Rose sentit son propre corps se dilater et son esprit s’aiguiser. Toutes les odeurs parfumées de cette nuit printanière se manifestèrent. Elle sut que les ridules sur le pourtour de ses yeux et de sa bouche étaient en train de disparaître. Les fils blancs dans ses cheveux redevenaient noirs. Plus tard dans la soirée, Papa Skunk monterait le marchepied de sa caravane et la rejoindrait dans son lit, où ils flamberaient comme des torches.
Ils inhalèrent le petit Richard Gaysleworthy jusqu’à ce qu’il ait disparu — vraiment et réellement disparu. La brume blanche s’amincit et se dissipa. Ceux qui s’étaient évanouis se redressèrent et se regardèrent en souriant. Grand-Pa Flop empoigna Petty la Noiche, la femme de Barry, et dansa une agile petite gigue avec elle.
« Lâche-moi, vieille bourrique ! » glapit-elle. Mais elle riait.
Andi la Piquouse et Sarey la Muette s’embrassaient à pleine bouche. Andi plongeait les mains dans la chevelure couleur brûlé de Sarey.
Rose sauta de la table de pique-nique et se tourna vers Papa Skunk. Il forma un cercle à l’aide de son pouce et de son index en lui souriant de toutes ses dents.
Tout baigne, disait ce sourire. Et tout baignait, en vérité. Pour le moment. Car en dépit de son euphorie, Rose songeait à la réserve de cartouches dans son coffre-fort. Ce soir-là, il y avait trente-huit compartiments vides au lieu de trente-sept. Le dos des Vrais se rapprochait un peu plus du mur.
Ils reformèrent leur convoi le lendemain à la première heure. Tête à cul, leurs quatorze véhicules prirent la route 12, direction l’Interstate 64 sur le ruban de laquelle ils se disperseraient afin de ne pas trop attirer l’attention sur eux. Ils resteraient en contact radio, au cas où un incident surviendrait.
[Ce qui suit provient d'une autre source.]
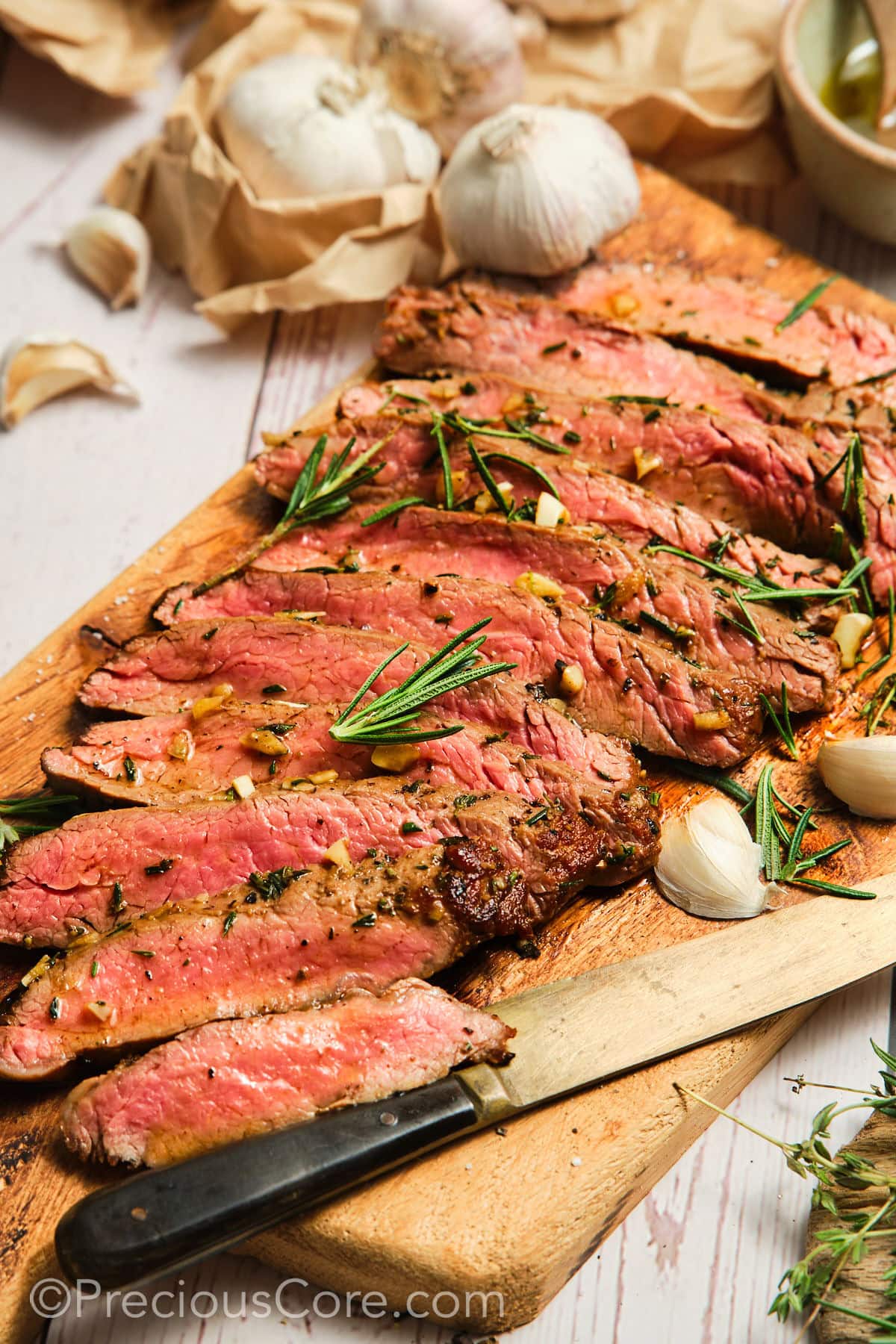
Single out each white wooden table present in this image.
[0,28,896,1344]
Ou si une opportunité se présentait.
Ernie et Maureen Salkowicz, requinqués par une merveilleuse nuit de sommeil, convinrent que ce groupe de camping-caristes était sans doute le meilleur qu’ils aient jamais eus. Non seulement ils avaient payé cash et laissé leurs emplacements propres comme des sous neufs, mais quelqu’un avait trouvé le moyen de déposer un pudding aux pommes sur le marchepied de leur caravane avec un délicieux petit mot de remerciement par-dessus. Avec un peu de chance, se disaient les Salkowicz en dégustant leur pudding au petit déjeuner, ils reviendraient l’an prochain.